Why? Well, a couple of our most productive sectors really took a huge battering. One, of course, is financial services. Absolutely a key tenet for the economy. The other was the oil and energy space as well where we saw some declining output. So partly that was sectoral, partly it was because of the overhang of the leverage built up before the global financial crisis. And also it was because we are transitioning towards a more and more service economy. That tends to come with slower trend productivity growth. So I would say that the first thing to understand is that trend productivity growth in the UK and trend GDP growth is going to be very low, it’s going to be lower than it has in the past. We’re not going to have the kind of population growth that we’ve had in the past. This government’s committed to reducing immigration, the key source of population and worker growth.
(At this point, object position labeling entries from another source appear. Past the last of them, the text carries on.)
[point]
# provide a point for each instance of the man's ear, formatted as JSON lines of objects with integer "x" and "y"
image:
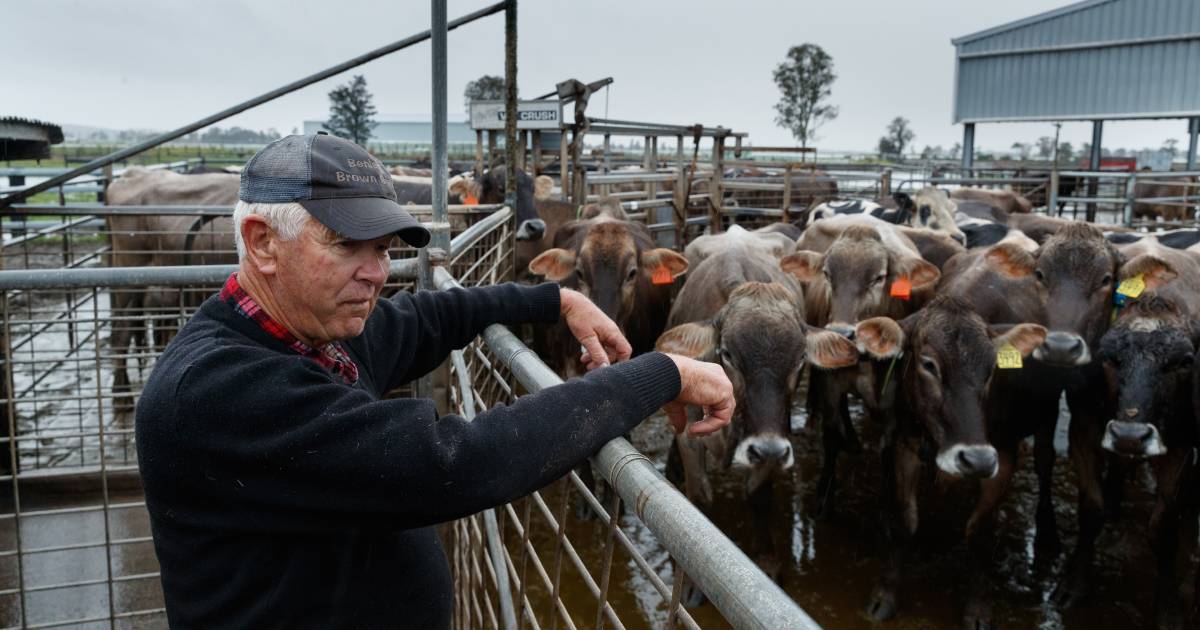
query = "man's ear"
{"x": 556, "y": 264}
{"x": 262, "y": 244}
{"x": 1025, "y": 337}
{"x": 880, "y": 337}
{"x": 829, "y": 349}
{"x": 805, "y": 265}
{"x": 695, "y": 340}
{"x": 663, "y": 257}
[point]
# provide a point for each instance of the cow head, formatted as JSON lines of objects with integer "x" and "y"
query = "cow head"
{"x": 761, "y": 341}
{"x": 934, "y": 209}
{"x": 948, "y": 370}
{"x": 856, "y": 275}
{"x": 489, "y": 189}
{"x": 1147, "y": 359}
{"x": 609, "y": 262}
{"x": 1075, "y": 273}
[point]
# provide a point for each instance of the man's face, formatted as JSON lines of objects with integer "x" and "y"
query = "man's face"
{"x": 330, "y": 283}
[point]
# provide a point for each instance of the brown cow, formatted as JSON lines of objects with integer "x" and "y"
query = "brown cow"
{"x": 1003, "y": 201}
{"x": 943, "y": 424}
{"x": 145, "y": 240}
{"x": 1159, "y": 189}
{"x": 613, "y": 263}
{"x": 741, "y": 310}
{"x": 856, "y": 276}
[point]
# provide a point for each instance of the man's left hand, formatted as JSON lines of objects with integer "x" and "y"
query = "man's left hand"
{"x": 601, "y": 340}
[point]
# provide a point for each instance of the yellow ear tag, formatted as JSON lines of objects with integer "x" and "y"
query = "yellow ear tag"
{"x": 1132, "y": 287}
{"x": 1008, "y": 358}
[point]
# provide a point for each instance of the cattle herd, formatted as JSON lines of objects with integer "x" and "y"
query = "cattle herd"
{"x": 959, "y": 319}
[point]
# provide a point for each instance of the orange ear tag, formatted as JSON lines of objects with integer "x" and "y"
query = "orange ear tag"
{"x": 661, "y": 276}
{"x": 901, "y": 288}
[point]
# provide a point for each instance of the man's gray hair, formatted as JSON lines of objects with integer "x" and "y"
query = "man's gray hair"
{"x": 288, "y": 220}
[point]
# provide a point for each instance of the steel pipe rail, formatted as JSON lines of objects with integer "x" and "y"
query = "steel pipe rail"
{"x": 247, "y": 105}
{"x": 731, "y": 581}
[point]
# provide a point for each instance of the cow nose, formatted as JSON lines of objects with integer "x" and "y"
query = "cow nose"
{"x": 843, "y": 329}
{"x": 977, "y": 461}
{"x": 769, "y": 451}
{"x": 531, "y": 229}
{"x": 1063, "y": 348}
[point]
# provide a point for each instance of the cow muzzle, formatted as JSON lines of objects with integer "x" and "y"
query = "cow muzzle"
{"x": 972, "y": 461}
{"x": 765, "y": 451}
{"x": 1133, "y": 439}
{"x": 1065, "y": 349}
{"x": 531, "y": 229}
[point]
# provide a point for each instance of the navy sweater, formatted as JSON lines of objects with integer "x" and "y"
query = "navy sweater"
{"x": 280, "y": 497}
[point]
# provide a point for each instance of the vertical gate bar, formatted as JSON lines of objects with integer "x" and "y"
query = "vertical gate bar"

And then it’s just not credible to have a sustained material pick up in productivity any time soon. I hope it would happen and maybe for a certain degree it could, but to really change the dialogue is pretty unlikely. So the UK I think is still going to be in a modestly low growth equilibrium right now.
Just briefly on the twin deficit, obviously when you speak about that one is a budget deficit, one is a currency account deficit. A huge disagreement in economics about the link between those two things and their importance, firstly. On the budget side, absolutely at some point as we’ve seen from both the office of budget responsibility and a number of leading think tanks like the IVS, we’re going to be left with a significantly stretched public sector budget situation, and at some point it’s just not credible that the government will not get round to attempting a fiscal consolidation. I hope they are patient. I hope they allow the recovery to be significantly entrenched before they do so. But I think as soon as next year you’re going to start to see them potentially around the edges trying to find revenue from somewhere. Recent discussion in the press about capital gains tax changes potentially. Hopefully they don’t overdo it and redo the mistake that many countries fell into the early part of the last decade when they rushed to austerity too soon. Certainly there’s not going to be much pressure from the markets to do anything about this. We see right now the markets being very sanguine, especially with the help of central banks, to take huge amounts of debt issue and not really raise the costs in the long term.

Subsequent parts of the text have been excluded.